E3-2 NL-04-0473 RAI 3.4-5 LRA Table 3.4.1-4 states that loss of material was determined not to be an aging effect requiring management for the auxiliary feedwater (AFW) system turbine oil cooling system. Table 3.4.2-4 identifies no aging effects requiring management for carbon and stainless AFW components in an oil environment. For AFW oil cooler tubes, Table 3.4.2-4 only identifies fouling as an aging effect requiring management. The GALL report recommends a plant-specific aging management program for loss of material due to general (carbon steel only), pitting, and crevice corrosion and MIC in carbon and stainless steel components exposed to lubricating oil that may be contaminated with water. The staff considers a periodic inspection program appropriate to manage these

,aging effects. Industry operating experience indicates that moisture in oil has caused degradation in these types of components. For the filters, flow orifice/element, oil cooler shell, oil cooler channel head, oil cooler tube sheet, oil cooler tubes, piping, pump casings, and valve bodies in the AFW system exposed to an oil environment, the applicant is requested to provide aging management for loss of material due to general (carbon steel only), pitting, and crevice corrosion and MIC, or to provide justification for not managing this aging effect.

Response

The SNC position as stated in LRA Section 3.4.2.2.5 is that lubricating oil systems at FNP are not assumed to be contaminated with water. Lubricating oil systems are assumed to be free of water contamination as their initial condition. Lubricating oil systems are typically closed systems that have little potential for ingress of contaminants unless a component failure occurs. License Renewal does not assume component failures as a means to establish the conditions necessary for aging to occur. For example, tube failures in lubricating oil coolers are not assumed because the cooling water side of the tubes is age-managed. Therefore, water contamination of lubricating oil is event driven, and would be addressed by corrective maintenance. For License Renewal purposes, lubricating oil is therefore assumed to be free of water contamination.
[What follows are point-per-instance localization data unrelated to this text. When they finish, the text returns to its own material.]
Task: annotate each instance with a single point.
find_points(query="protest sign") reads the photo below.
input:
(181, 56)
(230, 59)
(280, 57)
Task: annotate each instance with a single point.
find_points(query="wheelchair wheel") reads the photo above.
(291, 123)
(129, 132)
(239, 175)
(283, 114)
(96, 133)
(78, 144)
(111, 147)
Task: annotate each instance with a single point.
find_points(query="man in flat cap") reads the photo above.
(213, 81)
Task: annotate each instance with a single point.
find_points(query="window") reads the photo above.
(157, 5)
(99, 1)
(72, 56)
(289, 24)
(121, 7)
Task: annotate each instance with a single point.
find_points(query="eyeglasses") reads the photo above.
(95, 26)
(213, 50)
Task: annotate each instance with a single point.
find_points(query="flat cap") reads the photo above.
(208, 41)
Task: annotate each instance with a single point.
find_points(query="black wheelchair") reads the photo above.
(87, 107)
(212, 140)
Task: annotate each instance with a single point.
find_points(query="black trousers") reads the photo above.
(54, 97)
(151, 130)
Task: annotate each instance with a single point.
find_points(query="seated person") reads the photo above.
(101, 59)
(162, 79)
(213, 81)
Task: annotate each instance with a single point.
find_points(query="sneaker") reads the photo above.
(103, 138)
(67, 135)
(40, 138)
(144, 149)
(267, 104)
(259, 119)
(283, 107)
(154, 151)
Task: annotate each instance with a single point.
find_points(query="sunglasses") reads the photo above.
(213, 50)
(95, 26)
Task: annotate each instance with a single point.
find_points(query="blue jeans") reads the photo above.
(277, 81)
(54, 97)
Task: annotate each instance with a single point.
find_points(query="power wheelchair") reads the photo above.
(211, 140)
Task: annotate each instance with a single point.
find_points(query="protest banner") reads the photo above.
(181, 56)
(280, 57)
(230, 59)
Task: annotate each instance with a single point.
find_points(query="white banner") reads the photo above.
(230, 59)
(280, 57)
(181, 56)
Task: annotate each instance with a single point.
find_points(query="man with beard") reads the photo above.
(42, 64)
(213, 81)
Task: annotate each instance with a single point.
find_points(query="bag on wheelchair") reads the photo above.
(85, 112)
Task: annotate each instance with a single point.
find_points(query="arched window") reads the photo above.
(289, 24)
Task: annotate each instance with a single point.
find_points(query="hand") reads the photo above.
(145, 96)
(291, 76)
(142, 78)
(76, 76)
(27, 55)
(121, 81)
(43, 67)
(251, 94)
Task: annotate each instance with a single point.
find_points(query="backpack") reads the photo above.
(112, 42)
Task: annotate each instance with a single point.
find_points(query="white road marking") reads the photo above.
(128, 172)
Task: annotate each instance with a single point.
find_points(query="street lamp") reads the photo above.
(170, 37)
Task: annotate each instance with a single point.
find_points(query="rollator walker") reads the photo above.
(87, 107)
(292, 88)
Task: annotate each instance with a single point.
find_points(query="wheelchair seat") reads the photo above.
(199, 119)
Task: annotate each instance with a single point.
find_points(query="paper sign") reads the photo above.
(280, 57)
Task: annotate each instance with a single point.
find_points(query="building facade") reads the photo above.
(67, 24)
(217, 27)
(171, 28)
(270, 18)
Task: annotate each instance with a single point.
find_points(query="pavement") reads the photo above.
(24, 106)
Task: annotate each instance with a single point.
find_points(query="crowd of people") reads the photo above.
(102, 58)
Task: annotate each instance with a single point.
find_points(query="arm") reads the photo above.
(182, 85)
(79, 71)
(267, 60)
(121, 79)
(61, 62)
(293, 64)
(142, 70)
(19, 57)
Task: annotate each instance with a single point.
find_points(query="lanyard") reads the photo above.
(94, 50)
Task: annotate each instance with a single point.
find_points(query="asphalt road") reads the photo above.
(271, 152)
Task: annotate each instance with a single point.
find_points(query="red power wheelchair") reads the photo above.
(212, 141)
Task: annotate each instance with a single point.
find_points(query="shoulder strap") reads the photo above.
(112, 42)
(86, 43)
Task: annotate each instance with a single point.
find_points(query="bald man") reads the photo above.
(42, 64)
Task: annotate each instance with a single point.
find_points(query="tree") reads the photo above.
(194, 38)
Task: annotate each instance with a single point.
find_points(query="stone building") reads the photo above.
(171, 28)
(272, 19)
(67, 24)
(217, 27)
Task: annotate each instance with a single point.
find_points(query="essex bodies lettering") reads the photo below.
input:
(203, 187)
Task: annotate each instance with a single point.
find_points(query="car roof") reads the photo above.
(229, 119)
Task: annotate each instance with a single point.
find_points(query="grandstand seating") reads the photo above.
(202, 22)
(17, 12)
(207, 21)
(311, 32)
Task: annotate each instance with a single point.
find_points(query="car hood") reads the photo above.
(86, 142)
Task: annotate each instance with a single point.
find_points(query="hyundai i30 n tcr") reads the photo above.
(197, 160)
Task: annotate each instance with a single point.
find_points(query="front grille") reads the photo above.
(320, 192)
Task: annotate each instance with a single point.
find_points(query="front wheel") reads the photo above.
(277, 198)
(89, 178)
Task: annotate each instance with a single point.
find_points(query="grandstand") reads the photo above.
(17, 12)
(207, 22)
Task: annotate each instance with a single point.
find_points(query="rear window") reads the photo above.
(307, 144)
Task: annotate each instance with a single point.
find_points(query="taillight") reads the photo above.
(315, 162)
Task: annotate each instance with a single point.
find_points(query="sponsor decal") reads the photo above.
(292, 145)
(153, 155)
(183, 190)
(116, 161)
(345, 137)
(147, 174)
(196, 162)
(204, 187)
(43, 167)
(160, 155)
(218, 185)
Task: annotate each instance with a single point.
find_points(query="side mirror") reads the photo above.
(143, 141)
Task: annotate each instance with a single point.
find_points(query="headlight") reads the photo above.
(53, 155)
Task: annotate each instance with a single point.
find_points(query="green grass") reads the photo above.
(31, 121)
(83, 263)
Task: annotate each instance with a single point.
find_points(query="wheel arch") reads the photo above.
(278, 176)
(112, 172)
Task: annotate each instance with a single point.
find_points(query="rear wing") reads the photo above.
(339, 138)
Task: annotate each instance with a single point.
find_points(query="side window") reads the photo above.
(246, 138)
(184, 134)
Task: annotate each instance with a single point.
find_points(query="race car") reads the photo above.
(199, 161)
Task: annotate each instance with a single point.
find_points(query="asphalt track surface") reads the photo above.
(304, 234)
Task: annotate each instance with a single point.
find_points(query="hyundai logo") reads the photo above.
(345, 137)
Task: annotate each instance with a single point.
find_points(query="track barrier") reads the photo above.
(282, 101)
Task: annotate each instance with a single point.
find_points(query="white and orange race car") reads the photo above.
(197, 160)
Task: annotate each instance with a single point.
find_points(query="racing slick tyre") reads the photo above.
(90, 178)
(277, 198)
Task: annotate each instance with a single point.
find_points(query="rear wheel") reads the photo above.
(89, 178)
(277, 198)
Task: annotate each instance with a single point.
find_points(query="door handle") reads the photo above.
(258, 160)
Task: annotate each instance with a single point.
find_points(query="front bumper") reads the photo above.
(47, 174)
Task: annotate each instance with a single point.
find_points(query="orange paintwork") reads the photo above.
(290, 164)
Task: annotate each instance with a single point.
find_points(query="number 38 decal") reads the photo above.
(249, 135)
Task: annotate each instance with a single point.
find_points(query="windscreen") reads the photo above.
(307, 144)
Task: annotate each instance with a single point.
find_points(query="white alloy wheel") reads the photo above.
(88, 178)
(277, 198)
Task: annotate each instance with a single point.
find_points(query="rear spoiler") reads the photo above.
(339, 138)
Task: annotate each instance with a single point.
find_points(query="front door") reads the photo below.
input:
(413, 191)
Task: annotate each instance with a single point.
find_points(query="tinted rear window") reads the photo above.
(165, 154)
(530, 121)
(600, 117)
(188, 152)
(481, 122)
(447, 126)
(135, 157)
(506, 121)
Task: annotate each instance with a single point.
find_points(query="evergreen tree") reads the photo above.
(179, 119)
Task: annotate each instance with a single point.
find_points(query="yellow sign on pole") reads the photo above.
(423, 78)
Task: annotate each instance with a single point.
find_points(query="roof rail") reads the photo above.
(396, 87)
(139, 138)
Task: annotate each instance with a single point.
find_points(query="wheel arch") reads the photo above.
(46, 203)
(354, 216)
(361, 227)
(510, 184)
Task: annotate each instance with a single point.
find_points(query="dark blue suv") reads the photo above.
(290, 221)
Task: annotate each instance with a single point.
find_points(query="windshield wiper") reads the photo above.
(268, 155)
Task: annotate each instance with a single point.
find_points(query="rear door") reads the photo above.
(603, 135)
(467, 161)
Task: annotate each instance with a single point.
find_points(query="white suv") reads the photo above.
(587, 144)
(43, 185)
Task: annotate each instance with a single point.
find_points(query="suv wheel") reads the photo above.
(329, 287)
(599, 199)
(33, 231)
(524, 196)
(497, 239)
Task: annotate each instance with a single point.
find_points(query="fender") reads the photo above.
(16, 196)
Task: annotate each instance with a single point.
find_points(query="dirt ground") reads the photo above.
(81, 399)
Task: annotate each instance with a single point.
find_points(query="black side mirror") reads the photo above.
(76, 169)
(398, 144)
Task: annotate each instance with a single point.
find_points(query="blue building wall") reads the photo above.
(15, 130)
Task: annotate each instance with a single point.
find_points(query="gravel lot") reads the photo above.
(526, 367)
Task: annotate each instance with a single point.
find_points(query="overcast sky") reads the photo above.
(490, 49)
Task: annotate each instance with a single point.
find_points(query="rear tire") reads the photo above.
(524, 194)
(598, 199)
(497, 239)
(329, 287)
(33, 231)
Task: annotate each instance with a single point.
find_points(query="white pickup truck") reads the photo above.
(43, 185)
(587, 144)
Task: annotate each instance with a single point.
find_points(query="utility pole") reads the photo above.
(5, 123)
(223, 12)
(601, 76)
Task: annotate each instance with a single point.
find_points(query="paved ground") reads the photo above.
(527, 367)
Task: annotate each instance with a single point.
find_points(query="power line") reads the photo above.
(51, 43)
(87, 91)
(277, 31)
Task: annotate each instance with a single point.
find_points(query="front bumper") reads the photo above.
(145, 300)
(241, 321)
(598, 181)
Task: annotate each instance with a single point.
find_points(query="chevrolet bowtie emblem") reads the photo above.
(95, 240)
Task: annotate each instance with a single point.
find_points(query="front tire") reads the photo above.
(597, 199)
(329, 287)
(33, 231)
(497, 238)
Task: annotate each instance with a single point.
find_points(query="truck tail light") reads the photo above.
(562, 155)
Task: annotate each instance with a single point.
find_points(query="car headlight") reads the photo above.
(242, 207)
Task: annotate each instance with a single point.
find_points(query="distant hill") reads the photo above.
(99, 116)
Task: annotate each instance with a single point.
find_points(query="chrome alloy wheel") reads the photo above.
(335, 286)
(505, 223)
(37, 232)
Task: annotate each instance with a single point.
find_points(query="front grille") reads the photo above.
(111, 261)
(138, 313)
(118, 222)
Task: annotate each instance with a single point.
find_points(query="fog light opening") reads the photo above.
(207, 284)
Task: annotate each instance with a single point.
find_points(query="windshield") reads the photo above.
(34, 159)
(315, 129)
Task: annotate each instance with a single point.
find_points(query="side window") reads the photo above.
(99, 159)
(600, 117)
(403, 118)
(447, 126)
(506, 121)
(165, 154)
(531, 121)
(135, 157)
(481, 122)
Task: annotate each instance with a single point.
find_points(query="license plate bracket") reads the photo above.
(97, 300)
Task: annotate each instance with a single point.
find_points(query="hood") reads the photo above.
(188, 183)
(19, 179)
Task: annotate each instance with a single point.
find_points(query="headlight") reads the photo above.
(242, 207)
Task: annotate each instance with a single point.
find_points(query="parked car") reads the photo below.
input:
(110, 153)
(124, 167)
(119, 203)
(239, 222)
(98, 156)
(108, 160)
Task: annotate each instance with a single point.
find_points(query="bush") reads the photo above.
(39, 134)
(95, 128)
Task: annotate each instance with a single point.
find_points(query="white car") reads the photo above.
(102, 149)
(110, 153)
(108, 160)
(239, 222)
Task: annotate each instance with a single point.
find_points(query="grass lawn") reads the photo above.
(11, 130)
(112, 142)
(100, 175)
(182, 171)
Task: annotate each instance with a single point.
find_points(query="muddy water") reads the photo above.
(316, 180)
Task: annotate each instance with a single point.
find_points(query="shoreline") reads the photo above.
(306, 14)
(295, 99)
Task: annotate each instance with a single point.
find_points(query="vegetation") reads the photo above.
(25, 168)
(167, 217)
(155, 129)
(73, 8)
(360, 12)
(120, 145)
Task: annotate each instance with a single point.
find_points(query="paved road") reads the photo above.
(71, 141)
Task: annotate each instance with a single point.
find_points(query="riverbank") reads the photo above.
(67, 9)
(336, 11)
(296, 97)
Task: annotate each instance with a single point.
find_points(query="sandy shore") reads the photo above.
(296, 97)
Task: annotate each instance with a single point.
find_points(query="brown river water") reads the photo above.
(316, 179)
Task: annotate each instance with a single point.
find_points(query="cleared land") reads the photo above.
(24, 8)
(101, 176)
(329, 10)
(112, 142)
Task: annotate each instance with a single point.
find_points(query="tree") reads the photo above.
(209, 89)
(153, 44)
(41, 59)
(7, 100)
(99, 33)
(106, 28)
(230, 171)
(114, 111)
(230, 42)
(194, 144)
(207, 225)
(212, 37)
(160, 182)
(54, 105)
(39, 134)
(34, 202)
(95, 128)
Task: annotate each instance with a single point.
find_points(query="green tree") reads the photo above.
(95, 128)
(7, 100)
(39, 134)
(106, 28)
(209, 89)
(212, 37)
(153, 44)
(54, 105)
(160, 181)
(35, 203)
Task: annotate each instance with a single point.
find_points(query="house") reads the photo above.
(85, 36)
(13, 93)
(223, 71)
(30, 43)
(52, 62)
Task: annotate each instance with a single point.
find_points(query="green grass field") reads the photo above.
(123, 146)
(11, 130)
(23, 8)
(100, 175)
Although they are not credited for aging management, other site activities provide added assurance that lube oil is not contaminated with water. Oil levels are visually checked every shift for proper level and for visual evidence of contamination (milky appearance of oil or visible oil/water boundary). The oil is sampled every three months and is changed based on the results of the sample analysis. Oil levels and condition are also checked during quarterly pump surveillance testing.

The EPRI Mechanical Tools indicate that significant corrosion is only expected where water can settle or pool. However, since water contamination is not expected, lubricating oil systems are not susceptible to loss of material due to general corrosion, pitting, crevice corrosion or MIC. FNP operating experience supports this conclusion.

SNC has concluded that the aging management strategy is consistent with the strategy of prior applicants that have previously been accepted by the NRC Staff.